Who can forget the scene in the movie “Twister” as the camera pans past the water tower in Wakita, Oklahoma on a quiet prairie night and you could just sense that sweet summer night with the light breeze was going to turn out to be a disaster of major proportions. An interesting side item: “Twister” is notable for being both the first Hollywood feature film to be released on DVD format and one of the last to be released on HD DVD. “Twister” has since been released on Blu-ray disc. We all cheered when the tornado probe “Dorothy” finally flew after the storm chaser team added aluminum from Pepsi cans to work as wind flaps.

In my travels across the country I have marveled at water towers of all types; the red white and blue towers in Columbia, the one shaped like a golf ball on a tee in Palm Coast in Flagler County, Florida near I-95, the tan, skirted water towers of Iowa. There is a water tower in Buffalo, SC that is only one story tall but sits on a hill overlooking the town. I have seen a peach shaped water tower in Gilbert South Carolina, the home of the annual July 4th Lexington County Peach Festival and an egg-shaped tower up I-26 in Newberry County. Some city water towers have the name of the city painted in large letters on the roof, as a navigational aid to aviators and motorists. Sometimes the decoration can be humorous. An example of this are water towers built side by side, labeled HOT and COLD. Cities in the United States possessing side-by-side water towers labeled HOT and COLD include Granger, Iowa, Canton, Kansas, and St. James, Missouri. (Eveleth, Minnesota at one time had two such towers, but no longer does). When a third water tower was built next to the Okemah, Oklahoma set of Hot and Cold towers, the town briefly considered naming it "Running", but eventually decided to use "Home of Woody Guthrie".

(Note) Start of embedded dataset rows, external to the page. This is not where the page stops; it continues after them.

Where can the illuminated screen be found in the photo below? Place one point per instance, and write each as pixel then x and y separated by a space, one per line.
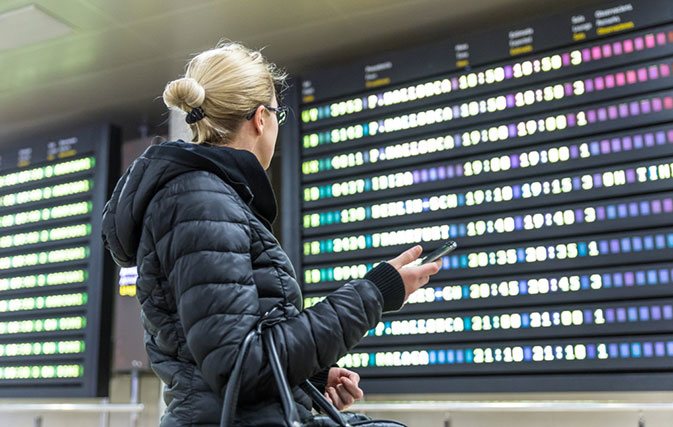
pixel 546 151
pixel 54 309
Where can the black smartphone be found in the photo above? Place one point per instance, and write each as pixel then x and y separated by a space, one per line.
pixel 446 248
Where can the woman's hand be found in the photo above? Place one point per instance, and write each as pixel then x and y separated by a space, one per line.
pixel 414 277
pixel 342 388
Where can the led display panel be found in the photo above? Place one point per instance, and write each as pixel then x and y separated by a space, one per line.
pixel 545 150
pixel 55 304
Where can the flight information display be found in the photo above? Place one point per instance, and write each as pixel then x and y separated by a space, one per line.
pixel 55 299
pixel 545 150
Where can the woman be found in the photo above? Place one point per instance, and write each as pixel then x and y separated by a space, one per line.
pixel 196 217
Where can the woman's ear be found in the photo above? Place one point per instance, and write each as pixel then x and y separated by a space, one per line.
pixel 258 120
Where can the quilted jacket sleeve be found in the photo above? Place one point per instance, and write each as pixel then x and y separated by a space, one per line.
pixel 203 243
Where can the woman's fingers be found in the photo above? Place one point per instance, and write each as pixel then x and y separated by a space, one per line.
pixel 352 388
pixel 346 398
pixel 334 396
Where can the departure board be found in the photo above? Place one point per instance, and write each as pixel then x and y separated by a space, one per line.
pixel 545 150
pixel 56 282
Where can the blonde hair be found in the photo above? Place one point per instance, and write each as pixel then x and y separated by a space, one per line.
pixel 228 83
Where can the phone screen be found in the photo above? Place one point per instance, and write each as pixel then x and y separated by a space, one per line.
pixel 446 248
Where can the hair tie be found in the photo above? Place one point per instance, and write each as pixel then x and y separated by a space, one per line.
pixel 195 115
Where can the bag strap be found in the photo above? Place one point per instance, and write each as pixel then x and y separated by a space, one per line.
pixel 234 384
pixel 290 412
pixel 289 405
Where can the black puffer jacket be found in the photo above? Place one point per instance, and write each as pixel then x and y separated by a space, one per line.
pixel 195 219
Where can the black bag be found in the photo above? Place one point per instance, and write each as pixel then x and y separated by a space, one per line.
pixel 333 417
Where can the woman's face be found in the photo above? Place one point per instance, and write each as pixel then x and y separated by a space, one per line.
pixel 267 141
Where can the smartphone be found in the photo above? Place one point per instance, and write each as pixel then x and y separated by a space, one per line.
pixel 446 248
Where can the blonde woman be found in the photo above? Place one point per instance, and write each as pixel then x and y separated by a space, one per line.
pixel 195 217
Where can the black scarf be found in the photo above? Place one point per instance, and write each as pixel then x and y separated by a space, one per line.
pixel 245 173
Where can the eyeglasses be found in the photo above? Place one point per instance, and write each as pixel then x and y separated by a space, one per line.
pixel 281 113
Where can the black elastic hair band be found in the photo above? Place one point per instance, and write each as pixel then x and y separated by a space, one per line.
pixel 195 115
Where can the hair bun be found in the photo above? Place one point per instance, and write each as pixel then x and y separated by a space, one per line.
pixel 185 93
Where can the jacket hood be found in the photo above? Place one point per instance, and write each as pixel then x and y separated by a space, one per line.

When I went to New York City, I was surprised to discover that water towers there were not self standing structures. Many of the tall buildings there have their own tower right on top. I took this picture back in 2004 from my hotel room in Midtown. Two movies released this year that are set in urban scenes, The Amazing Spider Man and The Dark Knight Rises feature numerous rooftop water towers. These are interesting adaptations of a technology that evolved at the dawn of the industrial age. Oh MY!